In Matt.1:5 we read that Salmon begot Boaz by Rahab. This Rahab is presumably the Rahab of Joshua, the prostitute who harbors the spies and is spared when Jericho falls. Otherwise, if it’s some unknown Rabah – why mention her? That seems plausible… right?
Problem 1. Neither the Old Testament or the Pseudepigrapha (to my reading) metions it (see the genealogies at Ruth 4:20-21; 1 Chr. 2:1-11) . So where did it come from? How did Matthew know about it?
Problem 2. The other times Rahab is mentioned in the New Testament (Heb. 11:13 and James 2:25) it’s actually spelled differently in Greek (and still no mention of her being in the genelogy of David and thus Christ).

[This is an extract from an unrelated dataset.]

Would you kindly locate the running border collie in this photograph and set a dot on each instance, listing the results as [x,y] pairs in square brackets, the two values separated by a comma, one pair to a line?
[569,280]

In Heb. 11:13 and James 2:25 it’s spelled Ra’ab, which is what the Greek OT (LXX) does when it translates Rahab. In Matthew it’s spelled Rachab (with a Scottish “ch” there) which is actually how the Hebrew is spelt.
There is apparently some extra-biblical tradition that I haven’t been able to investigate in Talmudic Judaism about Rahab’s decendents. If I can ever get a hold of a book, I’ll let you know what I find.
What does everyone think about this? Strange? No? No concern?
 See The Gospel According to Matthew in the Pillar New Testament Commentary series page 24. He notes the same strange absence of this tradition in Judaism.
 The book is Marshall Johnson’s The Purpose of the Biblical Genealogies (see pp. 162-65), if you’d like to ship me the copy – let me know!